The Democratic senator leading the inquiry into the dismissal of federal prosecutors insisted Sunday that Karl Rove and other top aides to President Bush must testify publicly and under oath, setting up a confrontation between Congress and the White House, which has said it is unlikely to agree to such a demand.
Some Republicans have suggested that Mr. Rove testify privately, if only to tamp down the political uproar over the inquiry, which centers on whether the White House allowed politics to interfere with law enforcement.
But Senator Patrick J. Leahy, Democrat of Vermont and chairman of the Senate Judiciary Committee, seemed to rule out such a move on Sunday. He said his committee would vote Thursday on whether to issue subpoenas for Mr. Rove as well as Harriet E. Miers, the former White House counsel, and William K. Kelley, the deputy White House counsel.
“I do not believe in this ‘We’ll have a private briefing for you where we’ll tell you everything,’ and they don’t,” Mr. Leahy said on “This Week” on ABC, adding: “I want testimony under oath. I am sick and tired of getting half-truths on this.”
White House counselor Dan Bartlett has said it is “highly unlikely” that the president would waive executive privilege to allow his top aides to testify publicly. One Republican strategist close to the White House, speaking on the condition of anonymity so as not to appear to be representing the administration, said: “No president is going to let their senior staff assistant to the president go testify. Forget that. They might agree to do an informal interview, but they’ll never testify.”
In response, congressional Dems have noted a report from the nonpartisan Congressional Research Service, which notes that presidential advisers, including 47 from the Clinton administration alone, have frequently testified before Congressional committees, both while serving the president and after they had left the White House.
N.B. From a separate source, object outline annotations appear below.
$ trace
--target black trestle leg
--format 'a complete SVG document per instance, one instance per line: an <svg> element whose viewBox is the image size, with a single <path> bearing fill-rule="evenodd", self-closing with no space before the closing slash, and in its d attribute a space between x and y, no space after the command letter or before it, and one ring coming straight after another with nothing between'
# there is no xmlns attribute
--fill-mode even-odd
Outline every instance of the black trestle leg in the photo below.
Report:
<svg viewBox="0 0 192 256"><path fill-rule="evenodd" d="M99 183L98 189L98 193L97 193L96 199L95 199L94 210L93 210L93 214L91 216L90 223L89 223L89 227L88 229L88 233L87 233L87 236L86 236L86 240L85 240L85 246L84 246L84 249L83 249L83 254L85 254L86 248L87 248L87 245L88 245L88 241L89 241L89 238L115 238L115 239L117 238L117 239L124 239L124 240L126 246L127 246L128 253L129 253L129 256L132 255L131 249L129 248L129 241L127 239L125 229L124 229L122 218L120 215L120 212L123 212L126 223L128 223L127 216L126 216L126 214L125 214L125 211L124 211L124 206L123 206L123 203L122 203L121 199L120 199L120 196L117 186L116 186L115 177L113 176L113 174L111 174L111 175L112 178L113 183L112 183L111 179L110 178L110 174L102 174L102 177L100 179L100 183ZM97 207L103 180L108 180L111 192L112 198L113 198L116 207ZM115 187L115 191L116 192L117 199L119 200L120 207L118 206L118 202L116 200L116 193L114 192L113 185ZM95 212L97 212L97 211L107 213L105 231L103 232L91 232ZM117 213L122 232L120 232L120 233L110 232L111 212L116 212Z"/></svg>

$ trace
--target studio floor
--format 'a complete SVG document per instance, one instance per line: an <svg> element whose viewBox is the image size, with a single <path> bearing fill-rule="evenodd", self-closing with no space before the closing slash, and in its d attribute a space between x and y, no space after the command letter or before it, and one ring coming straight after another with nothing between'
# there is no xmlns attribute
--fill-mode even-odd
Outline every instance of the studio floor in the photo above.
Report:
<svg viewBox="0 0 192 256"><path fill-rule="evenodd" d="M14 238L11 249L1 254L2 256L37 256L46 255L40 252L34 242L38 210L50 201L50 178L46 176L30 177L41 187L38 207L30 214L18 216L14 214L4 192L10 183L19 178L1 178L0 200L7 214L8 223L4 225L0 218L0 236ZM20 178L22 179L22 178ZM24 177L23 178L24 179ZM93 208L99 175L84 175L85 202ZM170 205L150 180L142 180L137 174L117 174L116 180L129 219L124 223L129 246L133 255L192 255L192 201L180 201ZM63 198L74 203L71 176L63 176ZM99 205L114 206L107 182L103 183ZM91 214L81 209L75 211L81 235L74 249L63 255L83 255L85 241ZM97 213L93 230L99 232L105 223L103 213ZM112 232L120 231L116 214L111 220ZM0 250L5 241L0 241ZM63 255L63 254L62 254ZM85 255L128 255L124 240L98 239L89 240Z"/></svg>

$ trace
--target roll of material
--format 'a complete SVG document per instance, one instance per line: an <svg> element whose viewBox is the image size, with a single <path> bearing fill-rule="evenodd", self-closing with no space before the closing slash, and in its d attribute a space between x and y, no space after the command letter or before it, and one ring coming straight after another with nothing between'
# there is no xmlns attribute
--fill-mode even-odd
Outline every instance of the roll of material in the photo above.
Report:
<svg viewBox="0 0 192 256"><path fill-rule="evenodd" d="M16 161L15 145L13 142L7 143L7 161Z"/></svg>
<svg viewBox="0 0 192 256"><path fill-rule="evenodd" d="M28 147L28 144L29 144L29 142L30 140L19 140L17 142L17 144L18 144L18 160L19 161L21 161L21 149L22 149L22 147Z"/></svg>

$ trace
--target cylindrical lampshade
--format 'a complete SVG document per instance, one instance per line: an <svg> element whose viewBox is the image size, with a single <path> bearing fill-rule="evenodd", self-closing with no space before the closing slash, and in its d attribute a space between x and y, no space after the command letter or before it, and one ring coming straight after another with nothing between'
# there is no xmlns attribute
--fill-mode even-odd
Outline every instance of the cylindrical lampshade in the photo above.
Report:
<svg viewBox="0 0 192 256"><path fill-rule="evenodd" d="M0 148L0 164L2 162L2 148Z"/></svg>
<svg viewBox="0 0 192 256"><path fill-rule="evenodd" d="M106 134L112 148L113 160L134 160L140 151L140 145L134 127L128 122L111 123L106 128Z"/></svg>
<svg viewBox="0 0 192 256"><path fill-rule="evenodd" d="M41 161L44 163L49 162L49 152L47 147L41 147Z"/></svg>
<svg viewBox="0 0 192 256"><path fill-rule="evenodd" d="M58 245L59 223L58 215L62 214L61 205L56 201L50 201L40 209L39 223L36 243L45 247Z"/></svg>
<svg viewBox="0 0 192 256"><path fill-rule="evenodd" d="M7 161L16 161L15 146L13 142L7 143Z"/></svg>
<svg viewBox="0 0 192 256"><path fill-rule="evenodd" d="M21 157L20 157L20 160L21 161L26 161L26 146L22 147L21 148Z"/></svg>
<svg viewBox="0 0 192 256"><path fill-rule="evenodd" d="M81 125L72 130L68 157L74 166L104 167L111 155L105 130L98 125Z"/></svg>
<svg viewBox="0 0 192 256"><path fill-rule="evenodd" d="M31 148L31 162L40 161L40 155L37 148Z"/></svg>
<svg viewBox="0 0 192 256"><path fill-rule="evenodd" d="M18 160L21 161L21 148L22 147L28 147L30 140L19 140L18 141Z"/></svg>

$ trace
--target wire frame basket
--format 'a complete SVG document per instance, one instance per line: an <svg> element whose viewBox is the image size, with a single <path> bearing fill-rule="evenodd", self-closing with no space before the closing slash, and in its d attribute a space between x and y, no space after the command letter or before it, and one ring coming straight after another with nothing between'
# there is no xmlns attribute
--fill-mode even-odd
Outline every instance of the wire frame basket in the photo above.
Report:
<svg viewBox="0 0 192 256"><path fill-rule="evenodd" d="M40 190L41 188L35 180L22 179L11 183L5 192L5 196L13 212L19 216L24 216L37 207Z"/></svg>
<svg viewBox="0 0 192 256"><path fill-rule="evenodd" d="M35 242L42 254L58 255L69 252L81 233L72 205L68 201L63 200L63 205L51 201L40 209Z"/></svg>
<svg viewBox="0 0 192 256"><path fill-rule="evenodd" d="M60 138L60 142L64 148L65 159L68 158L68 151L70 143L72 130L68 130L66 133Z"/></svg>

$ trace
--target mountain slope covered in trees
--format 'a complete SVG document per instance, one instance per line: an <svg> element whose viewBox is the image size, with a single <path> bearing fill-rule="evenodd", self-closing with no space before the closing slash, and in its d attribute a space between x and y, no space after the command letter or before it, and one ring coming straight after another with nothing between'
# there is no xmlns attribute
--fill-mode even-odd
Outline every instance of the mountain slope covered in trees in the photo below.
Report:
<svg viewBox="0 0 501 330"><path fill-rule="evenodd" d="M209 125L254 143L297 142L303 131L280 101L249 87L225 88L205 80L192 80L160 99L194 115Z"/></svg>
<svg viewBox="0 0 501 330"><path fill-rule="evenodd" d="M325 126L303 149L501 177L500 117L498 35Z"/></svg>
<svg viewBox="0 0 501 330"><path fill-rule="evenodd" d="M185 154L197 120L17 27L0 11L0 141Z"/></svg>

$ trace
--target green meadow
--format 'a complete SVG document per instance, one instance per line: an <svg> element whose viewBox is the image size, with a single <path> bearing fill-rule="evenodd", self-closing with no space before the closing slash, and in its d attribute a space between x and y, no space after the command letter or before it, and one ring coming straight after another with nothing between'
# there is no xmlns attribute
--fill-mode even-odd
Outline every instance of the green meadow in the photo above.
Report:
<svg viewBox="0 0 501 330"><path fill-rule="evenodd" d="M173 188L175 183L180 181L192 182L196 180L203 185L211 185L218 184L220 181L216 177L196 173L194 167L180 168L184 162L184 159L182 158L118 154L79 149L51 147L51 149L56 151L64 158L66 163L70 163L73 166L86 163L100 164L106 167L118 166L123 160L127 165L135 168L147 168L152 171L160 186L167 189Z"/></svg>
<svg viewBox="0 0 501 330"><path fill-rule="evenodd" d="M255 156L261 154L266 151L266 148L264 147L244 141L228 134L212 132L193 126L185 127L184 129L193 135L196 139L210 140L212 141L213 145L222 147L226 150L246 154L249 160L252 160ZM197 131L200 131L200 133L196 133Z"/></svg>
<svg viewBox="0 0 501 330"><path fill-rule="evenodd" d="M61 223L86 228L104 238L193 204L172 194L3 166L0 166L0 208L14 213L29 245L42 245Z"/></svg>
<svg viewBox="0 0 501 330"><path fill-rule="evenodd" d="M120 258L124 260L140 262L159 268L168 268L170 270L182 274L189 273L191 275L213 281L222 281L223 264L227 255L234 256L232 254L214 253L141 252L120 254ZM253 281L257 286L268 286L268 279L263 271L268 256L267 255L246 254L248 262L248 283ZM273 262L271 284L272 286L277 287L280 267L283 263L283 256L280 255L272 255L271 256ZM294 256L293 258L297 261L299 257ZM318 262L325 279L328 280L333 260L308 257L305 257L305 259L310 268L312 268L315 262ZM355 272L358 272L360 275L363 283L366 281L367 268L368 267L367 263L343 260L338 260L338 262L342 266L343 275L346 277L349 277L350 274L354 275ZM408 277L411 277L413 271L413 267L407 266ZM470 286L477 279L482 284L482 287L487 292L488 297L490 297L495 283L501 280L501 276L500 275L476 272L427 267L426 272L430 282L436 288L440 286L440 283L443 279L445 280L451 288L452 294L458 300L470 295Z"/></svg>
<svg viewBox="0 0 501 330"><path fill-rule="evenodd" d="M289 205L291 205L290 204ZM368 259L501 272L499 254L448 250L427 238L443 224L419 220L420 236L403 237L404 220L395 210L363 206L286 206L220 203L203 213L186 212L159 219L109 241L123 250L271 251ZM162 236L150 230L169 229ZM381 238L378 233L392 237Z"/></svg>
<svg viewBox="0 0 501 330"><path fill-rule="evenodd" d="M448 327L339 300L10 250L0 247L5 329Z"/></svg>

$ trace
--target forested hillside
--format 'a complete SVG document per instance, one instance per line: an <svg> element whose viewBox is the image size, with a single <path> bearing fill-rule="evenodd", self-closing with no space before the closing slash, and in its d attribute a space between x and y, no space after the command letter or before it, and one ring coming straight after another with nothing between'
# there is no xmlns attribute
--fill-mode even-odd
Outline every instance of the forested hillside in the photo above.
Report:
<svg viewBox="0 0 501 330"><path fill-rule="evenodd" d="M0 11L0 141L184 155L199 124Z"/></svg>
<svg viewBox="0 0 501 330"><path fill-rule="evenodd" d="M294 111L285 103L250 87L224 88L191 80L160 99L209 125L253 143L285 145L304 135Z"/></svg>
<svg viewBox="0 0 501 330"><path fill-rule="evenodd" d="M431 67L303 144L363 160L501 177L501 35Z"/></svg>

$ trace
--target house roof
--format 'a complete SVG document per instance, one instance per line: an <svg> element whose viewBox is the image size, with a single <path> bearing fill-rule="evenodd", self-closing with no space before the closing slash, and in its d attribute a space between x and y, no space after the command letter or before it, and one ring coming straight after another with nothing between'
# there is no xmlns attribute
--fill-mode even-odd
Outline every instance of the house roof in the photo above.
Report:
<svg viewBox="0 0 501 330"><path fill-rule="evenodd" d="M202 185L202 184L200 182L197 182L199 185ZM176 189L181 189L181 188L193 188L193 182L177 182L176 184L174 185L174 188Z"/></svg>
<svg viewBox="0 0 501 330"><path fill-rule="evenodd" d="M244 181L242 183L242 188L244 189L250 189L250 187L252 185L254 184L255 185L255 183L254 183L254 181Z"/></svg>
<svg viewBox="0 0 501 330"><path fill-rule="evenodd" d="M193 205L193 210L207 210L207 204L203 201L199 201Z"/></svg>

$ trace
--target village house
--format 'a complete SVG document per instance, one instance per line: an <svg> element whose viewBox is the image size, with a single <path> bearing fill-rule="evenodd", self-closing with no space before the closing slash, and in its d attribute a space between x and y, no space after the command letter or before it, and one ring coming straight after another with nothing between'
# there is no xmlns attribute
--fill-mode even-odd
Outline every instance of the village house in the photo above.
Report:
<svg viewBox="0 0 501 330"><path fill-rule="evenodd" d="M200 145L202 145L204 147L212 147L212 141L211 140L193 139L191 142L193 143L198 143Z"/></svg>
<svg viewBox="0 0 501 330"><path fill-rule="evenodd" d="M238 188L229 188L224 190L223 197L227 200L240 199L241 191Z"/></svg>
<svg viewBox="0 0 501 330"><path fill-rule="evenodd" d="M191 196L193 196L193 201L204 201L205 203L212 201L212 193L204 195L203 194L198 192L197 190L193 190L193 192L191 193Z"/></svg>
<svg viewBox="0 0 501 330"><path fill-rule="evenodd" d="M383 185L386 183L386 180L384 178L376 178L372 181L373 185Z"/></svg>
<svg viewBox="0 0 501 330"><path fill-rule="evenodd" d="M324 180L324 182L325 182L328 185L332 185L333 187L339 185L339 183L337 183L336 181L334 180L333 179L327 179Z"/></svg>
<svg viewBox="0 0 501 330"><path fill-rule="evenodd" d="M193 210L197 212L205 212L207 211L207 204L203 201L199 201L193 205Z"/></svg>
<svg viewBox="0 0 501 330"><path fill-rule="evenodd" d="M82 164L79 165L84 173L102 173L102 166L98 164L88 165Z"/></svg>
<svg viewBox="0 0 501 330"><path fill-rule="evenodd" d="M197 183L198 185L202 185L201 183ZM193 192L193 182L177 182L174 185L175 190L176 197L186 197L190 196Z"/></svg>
The difference is, of course, that those other officials may not have quite as much to hide as Bush’s top aides.
In other purge-related news:
* Former U.S. attorney David Iglesias beat back several misleading claims by Bush administration officials during an interview on Fox News yesterday, and reasserted that his firing was a “political hit.”
* On a related note, the Justice Department has said Iglesias needed to be fired because he was lax in prosecuting voter fraud cases. It’s interesting, therefore, to remember that Iglesias was heralded for his expertise in voter fraud cases by the Justice Department, which twice selected him to train other federal prosecutors to pursue election crimes.
* Former U.S. Attorneys are speaking out about the scandal. “People who understand the history and the mission of the United States attorney and Justice Department — they are uniformly appalled, horrified,” said Atlee W. Wampler III, chairman of a national organization of former United States attorneys and a prosecutor who served in the Carter and Reagan administrations. “That the tradition of the Justice Department could have been so warped by that kind of action — any American should be disturbed.”
* A new poll from Newsweek found that 58% of Americans (and 45% of Republicans) believe the purge was driven by political concerns, not job performance. Fewer than one third (32 percent) of those surveyed want Alberto Gonzales to remain in his job.
* An inauspicious sign for Gonzales’ future: the WaPo ran an editorial today describing the qualities Bush should look for in the next Attorney General.
* The AP has a schedule of purge-related events to look for this week, including the DoJ’s plan to turn over more documents to Congress about the role agency officials played in planning the prosecutors’ dismissals.